Caspases are synthesized and stored in the zymogen form (procaspase). Cleavage or processing of the intersubunit linker, as well as dimerization confers maximum activity for caspases (J. Chai, et al., 2001; Pop, Timmer, Sperandio, & Salvesen, 2006; S.J. Riedl, et al., 2001; Vaidya, et al., 2011; Watt, et al., 1999; Wilson, et al., 1994). Mature, active caspases exist as homodimers. Initiator caspases such as caspase-2, -8, -9 and -10 are monomeric when synthesized (Boatright, et al., 2003; Butt, Harvey, Parasivam, & Kumar, 1998; Renatus, Stennicke, Scott, Liddington, & Salvesen, 2001; Wachmann, et al., 2010) while executioners dimerize immediately upon ribosome release (Kang, Ko, Kwon, & Choi, 2002; Pop, et al., 2001; Talanian, et al., 1996). Due to low sequence homology of residues comprising the dimerization interface, the size and nature of the cavity formed at this interface also varies, allowing small molecules to differentially act on this region; whether by preventing the formation of a properly-formed active site (e.g. caspase-7 (Hardy, et al., 2004a)) or by inhibiting dimerization (caspase-9 (Huber, et al., 2012) (Feldman, et al., 2012) and -8 (Feldman, et al., 2012)) (see section 4).
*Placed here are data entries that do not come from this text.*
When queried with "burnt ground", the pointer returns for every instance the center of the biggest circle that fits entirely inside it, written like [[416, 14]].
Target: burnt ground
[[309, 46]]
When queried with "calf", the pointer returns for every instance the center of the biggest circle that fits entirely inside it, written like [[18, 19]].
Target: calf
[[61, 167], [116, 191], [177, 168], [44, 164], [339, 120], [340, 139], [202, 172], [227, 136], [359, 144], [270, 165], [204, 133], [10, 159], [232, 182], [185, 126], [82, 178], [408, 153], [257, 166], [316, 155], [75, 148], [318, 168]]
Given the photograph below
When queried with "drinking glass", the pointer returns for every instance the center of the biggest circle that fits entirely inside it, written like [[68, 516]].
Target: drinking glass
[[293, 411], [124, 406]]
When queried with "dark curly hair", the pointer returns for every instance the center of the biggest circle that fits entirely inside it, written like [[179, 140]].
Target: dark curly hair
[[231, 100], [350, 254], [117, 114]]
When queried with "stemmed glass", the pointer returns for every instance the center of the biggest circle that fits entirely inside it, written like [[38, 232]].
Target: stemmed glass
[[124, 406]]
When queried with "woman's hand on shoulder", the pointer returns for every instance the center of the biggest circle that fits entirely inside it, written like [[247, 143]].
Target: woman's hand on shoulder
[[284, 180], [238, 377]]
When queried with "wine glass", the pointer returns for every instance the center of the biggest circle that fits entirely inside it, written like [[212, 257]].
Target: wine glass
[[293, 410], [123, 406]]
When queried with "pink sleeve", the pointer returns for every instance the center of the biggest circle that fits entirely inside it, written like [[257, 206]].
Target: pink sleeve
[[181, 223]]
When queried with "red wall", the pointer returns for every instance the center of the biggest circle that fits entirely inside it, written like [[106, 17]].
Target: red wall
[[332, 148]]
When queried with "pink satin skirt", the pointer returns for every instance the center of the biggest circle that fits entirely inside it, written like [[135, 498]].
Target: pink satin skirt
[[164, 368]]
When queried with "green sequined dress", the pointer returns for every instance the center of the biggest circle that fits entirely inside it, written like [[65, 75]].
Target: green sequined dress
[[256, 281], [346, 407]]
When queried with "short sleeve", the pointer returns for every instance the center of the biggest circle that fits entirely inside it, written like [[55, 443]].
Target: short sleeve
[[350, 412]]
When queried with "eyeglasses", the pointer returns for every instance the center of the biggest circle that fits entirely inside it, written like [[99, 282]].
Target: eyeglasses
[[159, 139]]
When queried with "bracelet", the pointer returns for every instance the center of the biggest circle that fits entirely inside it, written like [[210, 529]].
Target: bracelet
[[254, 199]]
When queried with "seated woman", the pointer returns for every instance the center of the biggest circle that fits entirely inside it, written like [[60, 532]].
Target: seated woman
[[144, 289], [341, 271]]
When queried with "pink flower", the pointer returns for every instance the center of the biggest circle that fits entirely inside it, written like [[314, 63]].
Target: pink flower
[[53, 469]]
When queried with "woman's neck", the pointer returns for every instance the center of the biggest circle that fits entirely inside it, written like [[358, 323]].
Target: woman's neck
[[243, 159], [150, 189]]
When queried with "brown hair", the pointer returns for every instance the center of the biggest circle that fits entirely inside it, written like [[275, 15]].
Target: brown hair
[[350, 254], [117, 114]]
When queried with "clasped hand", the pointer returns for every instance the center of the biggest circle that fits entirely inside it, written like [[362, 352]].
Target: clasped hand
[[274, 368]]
Cleavage of the intersubunit linker switches caspases from their inactive to highly active forms. In the case of caspase-9 however, having a longer intersubunit linker allows it to facilely support a properly formed active site loop bundle even prior to cleavage. Wells and colleagues have shown that procaspase-3 and -7, containing short intersubunit linkers, can also bind peptide inhibitors and adopt the active conformation even prior to intersubunit linker cleavage (Thomsen, Koerber, & Wells, 2013). This suggests that linker cleavage may not be solely a steric requirement, but also an allosteric requirement due to the enhanced ability cleaved linker forms the loop bundle which, in turn, stabilizes the active state. In this regard, perhaps the loop bundles themselves could also be considered allosteric sites although they are proximal to the active site. Almost all caspases have more than one cleavage site in their intersubunit linker and the order and pattern of cleavage influences the activity and regulation of the enzyme. In caspase-6, for example, cleavage at D193 occurs before cleavage at D179, as it has been observed that D193A variants are unable to cleave D179 (Vaidya & Hardy, 2011). For caspase-9, the initial cleavage event at D315 generates an epitope that is recognized by the BIR3 domain of XIAP leading to inhibition, while cleavage at D330 by caspase-3 relieves this inhibition (Denault, Eckelman, Shin, Pop, & Salvesen, 2007; Shiozaki, et al., 2003; Srinivasula, et al., 2001; Zou, et al., 2003). Intersubunit linker cleavage also plays a role in ubiquitination of caspases, as only cleaved (mature) caspase-9 (Morizane, Honda, Fukami, & Yasuda, 2005) and caspase-8 (Jin, et al., 2009) are ubiquitinated and not their uncleaved procaspase zymogens. We think it is likely that allosteric regulation specific to each caspase will involve exploiting differences in the domain organization of the caspases as discussed here (Fig. 5.1).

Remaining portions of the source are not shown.